Reputation: 1161
I have a program installed on my computer. When I check it with CFF Explorer, I cannot see any imports or dependencies. You can guess that it is a resource-only executable image, but it is not. It has a .text
section that has a valid executable code and an entry point to this .text
section.
It is obvious that it loads and links against the system libraries somehow because, otherwise, a user-mode application cannot do anything useful without calling any system APIs.
It would be great if an answer could answer these questions:
This is what the PE file looks like in CFF Explorer:
Here is a screenshot of PE Explorer. PE Explorer also says that there is no import table.
Upvotes: -1
Views: 1107
Reputation: 1709
It is quite easy to generate an executable with no imports.
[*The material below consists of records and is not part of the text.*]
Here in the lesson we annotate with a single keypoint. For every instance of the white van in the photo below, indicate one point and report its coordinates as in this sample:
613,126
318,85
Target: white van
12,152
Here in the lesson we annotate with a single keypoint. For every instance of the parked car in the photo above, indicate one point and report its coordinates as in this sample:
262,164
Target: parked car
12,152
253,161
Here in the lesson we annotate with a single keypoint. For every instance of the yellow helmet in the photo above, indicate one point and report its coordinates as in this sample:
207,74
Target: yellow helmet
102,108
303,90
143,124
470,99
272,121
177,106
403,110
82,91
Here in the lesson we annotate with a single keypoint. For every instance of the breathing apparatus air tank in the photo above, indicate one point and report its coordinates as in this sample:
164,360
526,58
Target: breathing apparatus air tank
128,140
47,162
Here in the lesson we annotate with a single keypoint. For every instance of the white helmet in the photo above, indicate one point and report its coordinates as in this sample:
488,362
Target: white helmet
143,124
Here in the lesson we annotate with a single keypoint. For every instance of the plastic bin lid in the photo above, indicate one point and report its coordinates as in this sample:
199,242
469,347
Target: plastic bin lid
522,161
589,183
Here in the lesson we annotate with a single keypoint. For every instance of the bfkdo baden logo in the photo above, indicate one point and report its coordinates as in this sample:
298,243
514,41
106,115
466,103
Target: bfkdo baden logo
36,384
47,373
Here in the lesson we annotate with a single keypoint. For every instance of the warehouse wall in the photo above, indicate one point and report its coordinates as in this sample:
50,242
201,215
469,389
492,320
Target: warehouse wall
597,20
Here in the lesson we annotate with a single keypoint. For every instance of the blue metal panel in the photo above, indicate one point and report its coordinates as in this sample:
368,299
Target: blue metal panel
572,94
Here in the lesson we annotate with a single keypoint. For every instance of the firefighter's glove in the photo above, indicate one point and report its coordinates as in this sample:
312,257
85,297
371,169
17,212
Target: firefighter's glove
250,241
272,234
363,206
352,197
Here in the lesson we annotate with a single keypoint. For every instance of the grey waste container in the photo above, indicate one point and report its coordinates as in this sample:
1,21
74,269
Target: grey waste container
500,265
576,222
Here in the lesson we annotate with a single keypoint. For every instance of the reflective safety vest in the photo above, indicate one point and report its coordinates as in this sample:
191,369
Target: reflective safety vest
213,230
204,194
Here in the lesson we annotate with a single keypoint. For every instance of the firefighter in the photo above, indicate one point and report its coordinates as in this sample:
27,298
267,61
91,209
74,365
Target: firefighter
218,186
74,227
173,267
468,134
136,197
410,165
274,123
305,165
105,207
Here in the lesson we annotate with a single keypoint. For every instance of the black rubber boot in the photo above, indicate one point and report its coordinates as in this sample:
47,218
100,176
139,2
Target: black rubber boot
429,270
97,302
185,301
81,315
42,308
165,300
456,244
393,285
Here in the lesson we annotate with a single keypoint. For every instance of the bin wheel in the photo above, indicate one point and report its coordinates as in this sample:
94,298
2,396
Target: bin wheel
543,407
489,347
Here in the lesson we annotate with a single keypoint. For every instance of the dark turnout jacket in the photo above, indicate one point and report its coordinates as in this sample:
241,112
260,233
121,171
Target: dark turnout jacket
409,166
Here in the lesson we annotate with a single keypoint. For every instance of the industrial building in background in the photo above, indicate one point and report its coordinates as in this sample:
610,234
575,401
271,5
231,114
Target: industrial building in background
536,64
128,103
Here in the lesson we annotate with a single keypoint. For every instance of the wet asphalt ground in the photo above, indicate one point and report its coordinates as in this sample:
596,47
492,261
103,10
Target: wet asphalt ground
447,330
Since this is about Windows I'll give an example using MSVC.
All you need to do is go to the project Properties -> Linker -> Input and set Ignore All Default Libraries
to Yes /NODEFAULTLIB
.
You will need to provide your own version of mainCRTstartup
which is the default name for the entry point set by MSVC. You can change this by going to project Properties -> Linker -> Advanced and set Entry Point
to the name of the function you want to use as an entry point.
Or, using directly cl.exe
from the command line: cl.exe main.c /link /NODEFAULTLIB /ENTRY:"main"
. Full example:
$ more main.c
int main()
{
return 0;
}
$ cl.exe main.c /link /NODEFAULTLIB /ENTRY:"main"
Microsoft (R) C/C++ Optimizing Compiler Version 19.28.29333 for x86
Copyright (C) Microsoft Corporation. All rights reserved.
main.c
Microsoft (R) Incremental Linker Version 14.28.29333.0
Copyright (C) Microsoft Corporation. All rights reserved.
/out:main.exe
/NODEFAULTLIB
/ENTRY:main
main.obj
$ dumpbin /imports main.exe
Microsoft (R) COFF/PE Dumper Version 14.28.29333.0
Copyright (C) Microsoft Corporation. All rights reserved.
Dump of file main.exe
File Type: EXECUTABLE IMAGE
Summary
1000 .rdata
1000 .text
Of course, this means that you can not use any of the Win32 APIs. Even if you statically link a C runtime library provided by MSVC it would still not work, as it will use functionality from the system DLLs. You can workaround this if you invoke the syscalls you need directly (as long as you know their number, which may change from one Windows version to another).